New left ventricular echocardiographic techniques

In the athlete’s heart, LV diastolic function is often supranormal, in particular in endurance-trained athletes, when compared with untrained individuals. LV remodelling in athletes is associated with normal or increased myocardial relaxation, as an expression of increased elastic recoil, different from HCM patients, in whom diastolic dysfunction may be the first expression of the disease and may precede the development of LVH [8]. In athletes transmitral E/A ratio is often > 2, with typical low A velocity (late diastole), and this parameter is useful to distinguish this condition from pathological LVH, where E/A ratio is < 1 and E velocity deceleration time is prolonged [9]. Pulsed tissue Doppler (TDI)-derived early diastolic myocardial velocity (e’) of basal septal and basal lateral wall is increased in athletes. Conversely, HCM is characterised by an e’ reduction in both the hypertrophic septum and the normal thickness of lateral wall [10]. Lewis et al. suggested that an e’ peak velocity threshold of < 11.5 cm/sec on TDI can be useful to raise suspicion for pathological LVH [11] ( Figure 1).
Figure 1.

Transmitral flow pattern (left panel, 1a) and tissue Doppler (right panel, 1b) of an endurance athlete, showing supranormal diastolic function both at a global and regional level.

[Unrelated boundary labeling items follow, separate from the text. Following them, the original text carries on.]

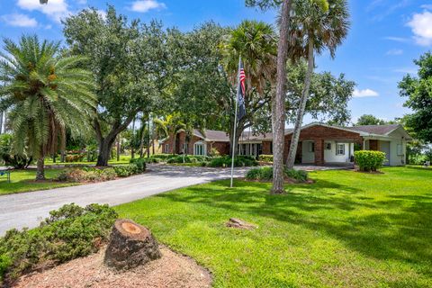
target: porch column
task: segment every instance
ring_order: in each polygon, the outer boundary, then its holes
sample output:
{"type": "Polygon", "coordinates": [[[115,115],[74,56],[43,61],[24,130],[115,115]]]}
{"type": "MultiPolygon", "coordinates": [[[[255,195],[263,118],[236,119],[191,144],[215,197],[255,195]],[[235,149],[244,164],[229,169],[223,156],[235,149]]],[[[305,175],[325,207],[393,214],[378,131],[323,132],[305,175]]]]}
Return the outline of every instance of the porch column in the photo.
{"type": "Polygon", "coordinates": [[[323,166],[324,161],[324,140],[315,140],[315,165],[323,166]]]}

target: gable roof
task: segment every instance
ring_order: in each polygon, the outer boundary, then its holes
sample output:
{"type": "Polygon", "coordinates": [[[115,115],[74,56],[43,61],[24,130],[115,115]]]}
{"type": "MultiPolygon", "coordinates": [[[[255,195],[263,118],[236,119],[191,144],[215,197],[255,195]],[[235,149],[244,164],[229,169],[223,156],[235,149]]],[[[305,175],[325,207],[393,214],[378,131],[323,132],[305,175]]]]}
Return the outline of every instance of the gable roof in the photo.
{"type": "MultiPolygon", "coordinates": [[[[407,140],[411,139],[403,127],[400,124],[389,124],[389,125],[365,125],[365,126],[353,126],[353,127],[341,127],[341,126],[333,126],[328,125],[320,122],[312,122],[308,125],[302,127],[302,130],[307,129],[313,126],[324,126],[328,128],[338,129],[345,131],[355,132],[360,134],[360,136],[381,136],[381,137],[389,137],[389,135],[400,129],[402,134],[405,135],[407,140]]],[[[292,133],[293,129],[288,128],[285,129],[284,134],[289,135],[292,133]]],[[[217,142],[230,142],[230,136],[225,131],[220,131],[215,130],[206,130],[205,137],[198,130],[194,130],[194,135],[199,137],[206,141],[217,141],[217,142]]],[[[251,131],[243,132],[240,137],[240,141],[258,141],[258,140],[273,140],[273,134],[265,133],[254,135],[251,131]]]]}
{"type": "Polygon", "coordinates": [[[364,126],[353,126],[347,127],[347,129],[355,130],[355,131],[361,131],[366,133],[372,133],[376,135],[388,135],[396,129],[399,128],[399,124],[392,124],[392,125],[364,125],[364,126]]]}
{"type": "Polygon", "coordinates": [[[194,135],[206,141],[220,141],[230,142],[230,136],[225,131],[219,131],[216,130],[206,130],[205,137],[197,130],[194,130],[194,135]]]}

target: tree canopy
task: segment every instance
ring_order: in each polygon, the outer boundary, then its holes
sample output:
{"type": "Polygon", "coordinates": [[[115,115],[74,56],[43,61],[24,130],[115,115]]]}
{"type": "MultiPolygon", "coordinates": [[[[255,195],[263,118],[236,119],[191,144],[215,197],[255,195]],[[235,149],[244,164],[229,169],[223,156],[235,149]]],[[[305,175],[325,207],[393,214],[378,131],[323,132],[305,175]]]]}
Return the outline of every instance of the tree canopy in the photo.
{"type": "Polygon", "coordinates": [[[407,115],[406,125],[419,140],[432,143],[432,53],[414,60],[418,76],[407,75],[399,83],[400,94],[408,98],[404,104],[413,113],[407,115]]]}

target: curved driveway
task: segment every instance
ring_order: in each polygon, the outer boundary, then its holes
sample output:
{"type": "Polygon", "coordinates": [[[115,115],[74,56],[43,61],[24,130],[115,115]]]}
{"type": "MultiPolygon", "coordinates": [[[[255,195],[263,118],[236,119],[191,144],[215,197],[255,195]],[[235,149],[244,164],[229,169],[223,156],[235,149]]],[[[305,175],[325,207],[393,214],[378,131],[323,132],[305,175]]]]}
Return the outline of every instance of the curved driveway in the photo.
{"type": "MultiPolygon", "coordinates": [[[[235,176],[245,172],[237,168],[235,176]]],[[[148,173],[129,178],[0,196],[0,235],[12,228],[36,227],[50,211],[67,203],[118,205],[230,176],[230,169],[150,165],[148,173]]]]}

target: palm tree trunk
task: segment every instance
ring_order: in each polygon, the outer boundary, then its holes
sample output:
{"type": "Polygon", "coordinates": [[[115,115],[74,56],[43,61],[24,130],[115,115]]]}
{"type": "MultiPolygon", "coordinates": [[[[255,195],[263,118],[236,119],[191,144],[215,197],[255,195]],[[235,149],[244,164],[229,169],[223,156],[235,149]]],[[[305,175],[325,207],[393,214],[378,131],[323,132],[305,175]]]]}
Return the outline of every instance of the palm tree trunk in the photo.
{"type": "Polygon", "coordinates": [[[295,120],[294,130],[292,132],[292,139],[291,140],[290,151],[286,159],[286,166],[289,169],[294,167],[295,155],[297,152],[297,147],[299,145],[300,132],[302,130],[302,123],[303,122],[304,110],[306,109],[306,104],[309,98],[309,91],[310,88],[310,78],[313,72],[313,37],[310,34],[308,43],[308,72],[304,78],[304,88],[302,99],[300,101],[299,109],[297,111],[297,119],[295,120]]]}
{"type": "Polygon", "coordinates": [[[36,181],[45,180],[45,158],[40,156],[37,162],[36,181]]]}
{"type": "Polygon", "coordinates": [[[135,148],[133,145],[135,144],[135,118],[132,121],[132,141],[130,143],[130,158],[135,158],[135,148]]]}
{"type": "Polygon", "coordinates": [[[288,54],[288,29],[292,0],[284,0],[279,44],[277,48],[276,94],[272,101],[273,125],[273,187],[272,194],[284,193],[284,144],[285,130],[285,84],[286,58],[288,54]]]}

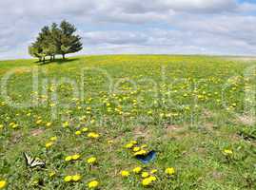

Athletes have no regional diastolic dysfunction (e’/a’ < 1), while this is evident in 25% of myocardial segments of HCM patients and in hypertensive patients [12]. Finally E/e’ ratio is low in athletes, but increased in HCM patients, it being related with NYHA class and exercise capacity. Reduction of e’ velocity of both septal and lateral annulus is common after ultra-long duration exercises [13]. Moreover, pulsed TDI gives additional information regarding myocardial systolic performance at rest, showing normal or supranormal values in athlete’s heart [14]. In athletes, LVH is combined with normal EF, normal or supranormal stroke volume and systolic peak velocity (s’) > 9 cm/sec, while in pathological LVH (HCM or arterial hypertension) s’ is < 9 cm/sec, with EF normal or high in early stages and reduced in advanced stages [15]. The athlete’s heart can be considered an interesting model of strain variation at different loading conditions, because there is a LV adaptation of at rest and a load dependency of strain measurement. ( Figure 2 and Figure 3).
Figure 2.

Automated function imaging (AFI) of left ventricular 2-D strain of endurance athlete, showing normal longitudinal regional myocardial deformation despite left ventricular hypertrophy (arrows) (LAX: long-axis view; A4C: apical four- and A2C apical two-chamber views).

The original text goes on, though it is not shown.